6. The cost ledger: another deployable, another on-call¶
Every BFF is a running service, and staff engineers are the ones accountable for the total-cost-of-ownership arithmetic that mid-level advocates often skip. A BFF is:
- Another deployable — its own pipeline, environments, config, secrets, and release process.
- Another on-call surface — pages when it falls over at 3 a.m., and a rotation that must exist to answer them.
- Another dependency hop — added latency and one more thing between the client and the data that can fail.
- Another security boundary — it holds tokens and calls internal services; it must be patched and audited like any edge service.
None of this is a reason to avoid BFFs. It is a reason to count the BFFs. The autonomy dividend is real when a durable team reaps it repeatedly over years; the operational tax is also real and is paid every single day whether or not the dividend materializes. A BFF owned by a team that isn't staffed to run it on-call is not autonomy — it is a latent incident. The paved road (section 3) is what keeps this tax bounded: shared framework means one place to patch, one observability standard, one hardened runtime, so the marginal operational cost of the tenth BFF is far lower than the first.

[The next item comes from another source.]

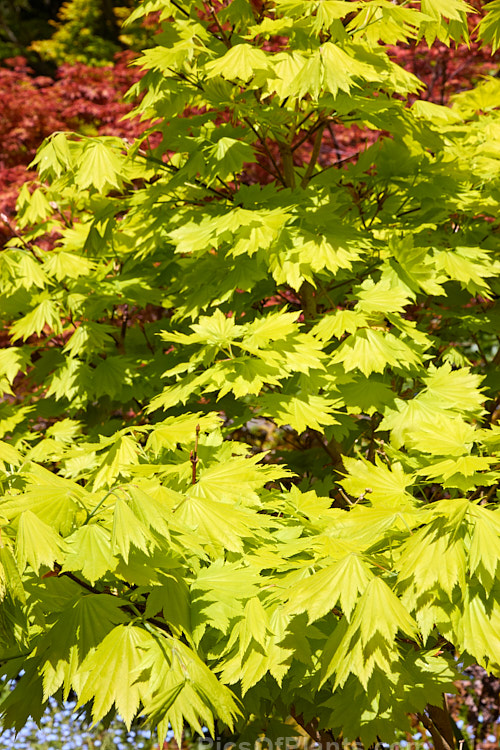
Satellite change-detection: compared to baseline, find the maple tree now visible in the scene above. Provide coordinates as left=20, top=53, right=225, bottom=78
left=0, top=0, right=500, bottom=750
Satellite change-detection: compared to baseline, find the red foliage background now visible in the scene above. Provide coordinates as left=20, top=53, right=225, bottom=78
left=0, top=52, right=144, bottom=242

The number to watch is BFFs-per-owning-team. One team, one BFF: healthy. One team, four BFFs: you are paying four operational taxes for one team's autonomy — consolidate.
7. Framing the trade to leadership¶
Leadership does not fund "backends for frontend." It funds outcomes and worries about sprawl. The staff job is to translate the pattern into that vocabulary honestly, without overselling.
Frame the upside as delivery speed and team autonomy, not architecture elegance. The sentence that lands is: "Each product team can ship its own experience end-to-end without waiting in another team's queue — that removes the coordination tax that's slowing releases." Tie it to a concrete pain leadership already feels (a delayed launch that stalled on cross-team dependencies), not to abstract cleanliness.
Name the cost in the same breath. Credibility comes from volunteering the downside: "Each BFF is another service to run and be on-call for. Left ungoverned, five teams build five copies of auth and resilience — that's duplicated cost and five places a security bug can hide." Then present the control: "We contain that with a shared paved-road framework the platform team owns, so teams get autonomy without reinventing the plumbing."
Present it as a governed trade, not a blank check. The leadership-grade framing is autonomy vs sprawl, with a stated policy that keeps sprawl bounded: BFFs are allowed only for durable stream-aligned teams, only on the paved road, and we track BFFs-per-team and consolidate when a boundary disappears. This turns a potentially unbounded proliferation risk into a governed program — which is what makes leadership comfortable funding it.
8. Staff takeaways¶
- A BFF is an organizational artifact — deliberate Conway's Law. Its primary value is a stream-aligned team's autonomy to ship end-to-end, not saving bytes on the wire.
- Draw a clean three-way ownership line: frontend team owns the instance, platform owns the framework/paved road, domain teams own the downstream services. Fuzzy ownership is the top BFF failure mode.
- The proliferation risk is real. The fix is a shared framework, not a shared backend — mandate the paved road; don't ban BFFs.
- Keep the BFF thin: it orchestrates, it does not own domain rules. If two BFFs would need the same rule to stay correct, that rule belongs downstream.
- Consolidate or federate on signals, not ideology — same team maintaining many near-identical BFFs, or a shifted need toward flexible field selection across many clients.
- Every BFF is another deployable and another on-call. Count BFFs-per-owning-team; more than one is usually a consolidation signal.
- To leadership, frame it as autonomy vs sprawl with a stated governance policy — volunteer the cost, present the paved-road control, and it becomes fundable.